Effects of upwelling duration and phytoplankton growth regime on dissolved oxygen levels in an idealized Iberian Peninsula upwelling system
|Author(s)||Bettencourt João H.1, Rossi Vincent2, Renault Lionel5, Haynes Peter3, Morel Yves1, Garçon Véronique4|
|Affiliation(s)||1 : LEGOS, University of Toulouse, CNES, CNRS, IRD, UPS, Toulouse 31400, France
2 : MIO (UM 110, UMR 7294), CNRS, Aix-Marseille Univ., Univ. Toulon, IRD, 13288, Marseille, France
3 : Department of Applied Mathematics and Theoretical Physics, University of Cambridge, England
|Source||Nonlinear Processes in Geophysics Discussions (2198-5634) (Copernicus GmbH), 2020 , Vol. 27 , N. 2 , P. 277–294|
We apply a coupled modelling system composed of a state-of-the-art hydrodynamical model and a low complexity biogeochemical model to an idealized Iberian Peninsula upwelling system to identify the main drivers of dissolved oxygen variability and to study its response to changes in the duration of the upwelling season and in phytoplankton growth regime.
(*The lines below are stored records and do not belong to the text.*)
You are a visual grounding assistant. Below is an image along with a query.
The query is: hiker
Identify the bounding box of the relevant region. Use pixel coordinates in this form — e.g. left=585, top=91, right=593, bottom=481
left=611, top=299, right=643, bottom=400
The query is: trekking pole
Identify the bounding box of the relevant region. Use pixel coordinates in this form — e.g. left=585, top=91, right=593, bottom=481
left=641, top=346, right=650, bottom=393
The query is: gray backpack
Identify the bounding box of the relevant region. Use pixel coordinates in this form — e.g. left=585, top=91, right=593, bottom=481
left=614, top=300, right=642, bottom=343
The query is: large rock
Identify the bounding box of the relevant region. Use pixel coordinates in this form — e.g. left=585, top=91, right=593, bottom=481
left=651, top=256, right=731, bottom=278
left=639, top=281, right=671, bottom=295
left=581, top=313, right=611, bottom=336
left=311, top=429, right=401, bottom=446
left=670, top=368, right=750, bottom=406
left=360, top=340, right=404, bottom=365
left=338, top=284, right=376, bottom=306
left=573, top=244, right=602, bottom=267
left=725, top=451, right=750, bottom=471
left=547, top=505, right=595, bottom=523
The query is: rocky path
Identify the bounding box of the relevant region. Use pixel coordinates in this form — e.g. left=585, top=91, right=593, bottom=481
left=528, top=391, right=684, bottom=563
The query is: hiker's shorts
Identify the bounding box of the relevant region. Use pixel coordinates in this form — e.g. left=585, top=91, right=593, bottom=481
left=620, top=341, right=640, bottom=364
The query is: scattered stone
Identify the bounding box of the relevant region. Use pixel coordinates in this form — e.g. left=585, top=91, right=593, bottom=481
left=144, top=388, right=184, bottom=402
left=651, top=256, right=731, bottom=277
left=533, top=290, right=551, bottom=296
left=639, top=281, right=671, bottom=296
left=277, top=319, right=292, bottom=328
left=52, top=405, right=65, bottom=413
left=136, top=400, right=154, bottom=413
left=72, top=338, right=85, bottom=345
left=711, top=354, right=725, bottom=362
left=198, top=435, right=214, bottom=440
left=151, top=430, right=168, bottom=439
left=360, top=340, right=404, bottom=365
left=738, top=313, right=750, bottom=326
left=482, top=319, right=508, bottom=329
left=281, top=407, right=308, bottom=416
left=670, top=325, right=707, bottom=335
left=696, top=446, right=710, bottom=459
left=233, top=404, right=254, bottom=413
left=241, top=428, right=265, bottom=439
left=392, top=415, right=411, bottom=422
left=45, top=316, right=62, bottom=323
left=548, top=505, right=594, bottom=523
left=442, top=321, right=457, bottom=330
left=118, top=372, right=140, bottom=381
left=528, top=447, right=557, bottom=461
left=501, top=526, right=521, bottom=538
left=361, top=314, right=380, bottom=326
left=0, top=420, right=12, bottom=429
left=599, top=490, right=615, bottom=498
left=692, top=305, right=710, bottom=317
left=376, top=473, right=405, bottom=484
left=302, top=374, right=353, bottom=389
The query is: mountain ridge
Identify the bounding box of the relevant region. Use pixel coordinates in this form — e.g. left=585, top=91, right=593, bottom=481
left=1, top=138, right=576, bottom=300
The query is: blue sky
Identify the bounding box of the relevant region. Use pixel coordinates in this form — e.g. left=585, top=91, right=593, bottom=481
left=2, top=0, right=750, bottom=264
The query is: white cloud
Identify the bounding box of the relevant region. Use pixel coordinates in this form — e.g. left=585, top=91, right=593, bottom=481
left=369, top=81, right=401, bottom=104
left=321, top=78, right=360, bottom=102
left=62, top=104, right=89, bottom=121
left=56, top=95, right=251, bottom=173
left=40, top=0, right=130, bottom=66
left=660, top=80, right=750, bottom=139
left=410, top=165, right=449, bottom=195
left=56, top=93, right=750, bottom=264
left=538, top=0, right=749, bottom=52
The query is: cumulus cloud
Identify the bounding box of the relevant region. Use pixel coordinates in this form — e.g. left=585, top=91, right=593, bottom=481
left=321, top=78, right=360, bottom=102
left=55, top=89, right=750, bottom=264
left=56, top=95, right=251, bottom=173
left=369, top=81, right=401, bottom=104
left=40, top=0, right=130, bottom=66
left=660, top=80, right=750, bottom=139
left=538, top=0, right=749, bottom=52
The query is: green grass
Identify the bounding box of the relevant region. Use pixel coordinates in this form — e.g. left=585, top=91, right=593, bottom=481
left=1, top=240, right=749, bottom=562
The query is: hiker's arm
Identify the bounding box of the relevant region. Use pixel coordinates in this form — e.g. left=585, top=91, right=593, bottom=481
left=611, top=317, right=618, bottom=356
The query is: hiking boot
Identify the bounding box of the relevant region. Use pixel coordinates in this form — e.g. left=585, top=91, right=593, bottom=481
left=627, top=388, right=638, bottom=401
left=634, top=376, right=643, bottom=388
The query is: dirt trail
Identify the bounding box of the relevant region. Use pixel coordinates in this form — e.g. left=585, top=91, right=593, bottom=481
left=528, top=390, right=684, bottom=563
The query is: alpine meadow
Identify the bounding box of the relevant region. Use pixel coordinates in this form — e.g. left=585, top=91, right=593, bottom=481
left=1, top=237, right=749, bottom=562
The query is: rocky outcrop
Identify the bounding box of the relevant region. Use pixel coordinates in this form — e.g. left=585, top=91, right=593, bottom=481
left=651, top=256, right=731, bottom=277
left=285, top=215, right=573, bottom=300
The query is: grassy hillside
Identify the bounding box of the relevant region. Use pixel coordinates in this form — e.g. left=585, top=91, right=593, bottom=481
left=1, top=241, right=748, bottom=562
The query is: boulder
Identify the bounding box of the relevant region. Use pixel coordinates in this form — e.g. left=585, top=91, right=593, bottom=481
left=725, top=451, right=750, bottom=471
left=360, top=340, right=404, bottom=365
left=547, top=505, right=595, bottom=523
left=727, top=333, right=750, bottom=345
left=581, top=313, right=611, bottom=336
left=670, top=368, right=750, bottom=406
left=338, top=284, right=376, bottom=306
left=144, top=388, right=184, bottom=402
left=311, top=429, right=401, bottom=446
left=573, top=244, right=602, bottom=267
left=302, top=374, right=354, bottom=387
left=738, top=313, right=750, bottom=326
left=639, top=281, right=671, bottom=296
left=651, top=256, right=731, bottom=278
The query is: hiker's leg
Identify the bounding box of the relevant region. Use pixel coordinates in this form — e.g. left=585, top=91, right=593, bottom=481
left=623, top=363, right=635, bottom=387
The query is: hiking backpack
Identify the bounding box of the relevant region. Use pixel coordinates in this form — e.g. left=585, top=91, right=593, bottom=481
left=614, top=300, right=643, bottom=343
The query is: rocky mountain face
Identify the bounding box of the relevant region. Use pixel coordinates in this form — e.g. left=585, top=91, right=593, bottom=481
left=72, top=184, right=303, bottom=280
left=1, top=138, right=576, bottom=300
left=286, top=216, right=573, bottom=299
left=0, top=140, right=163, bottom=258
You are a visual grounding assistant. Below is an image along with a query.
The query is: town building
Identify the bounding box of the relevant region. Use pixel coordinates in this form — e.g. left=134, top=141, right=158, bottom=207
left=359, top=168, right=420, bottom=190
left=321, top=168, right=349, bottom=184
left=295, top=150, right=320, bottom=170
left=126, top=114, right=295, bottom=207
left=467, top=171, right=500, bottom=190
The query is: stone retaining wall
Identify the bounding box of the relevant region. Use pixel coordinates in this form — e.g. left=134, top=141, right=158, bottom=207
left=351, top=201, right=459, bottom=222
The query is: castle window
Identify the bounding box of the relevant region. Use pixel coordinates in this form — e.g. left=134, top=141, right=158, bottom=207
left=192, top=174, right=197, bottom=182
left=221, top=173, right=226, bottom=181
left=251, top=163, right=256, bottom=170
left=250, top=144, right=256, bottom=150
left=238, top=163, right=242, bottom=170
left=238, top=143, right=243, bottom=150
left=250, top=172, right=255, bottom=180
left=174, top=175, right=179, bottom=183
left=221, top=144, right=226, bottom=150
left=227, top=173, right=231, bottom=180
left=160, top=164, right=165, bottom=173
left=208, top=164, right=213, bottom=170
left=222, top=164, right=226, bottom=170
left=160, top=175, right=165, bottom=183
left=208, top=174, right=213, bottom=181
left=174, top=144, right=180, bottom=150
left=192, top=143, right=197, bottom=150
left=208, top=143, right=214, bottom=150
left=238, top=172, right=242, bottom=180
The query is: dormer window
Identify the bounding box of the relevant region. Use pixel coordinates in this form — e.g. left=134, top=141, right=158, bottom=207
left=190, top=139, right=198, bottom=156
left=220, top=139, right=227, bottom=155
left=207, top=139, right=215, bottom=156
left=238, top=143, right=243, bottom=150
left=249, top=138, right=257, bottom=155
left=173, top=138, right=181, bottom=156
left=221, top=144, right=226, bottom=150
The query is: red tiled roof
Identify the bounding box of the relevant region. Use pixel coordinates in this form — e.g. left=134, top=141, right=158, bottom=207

We find that the export of oxygenated waters by upwelling front turbulence is a major sink for nearshore dissolved oxygen. In our simulations of summer upwelling, when phytoplankton population is generally dominated by diatoms whose growth is largely enhanced by nutrient input, net primary production and air-sea exchange compensate dissolved oxygen depletion by offshore export over the shelf. A shorter upwelling duration causes relaxation of upwelling winds and a decrease in offshore export, resulting in a slight increase of net dissolved oxygen enrichment in the coastal region as compared to longer upwelling durations. When phytoplankton is dominated by groups less sensitive to nutrient inputs, growth rates decrease and the coastal region becomes net heterotrophic. Together with the physical sink, this lowers the net oxygenation rate of coastal waters, that remains positive only because of air-sea exchanges. These findings help disentangling the physical and biogeochemical controls of dissolved oxygen in upwelling systems and, together with projections of increased duration of upwelling seasons and phytoplankton community changes, suggest that the Iberian coastal upwelling region may become more vulnerable to hypoxia and deoxygenation.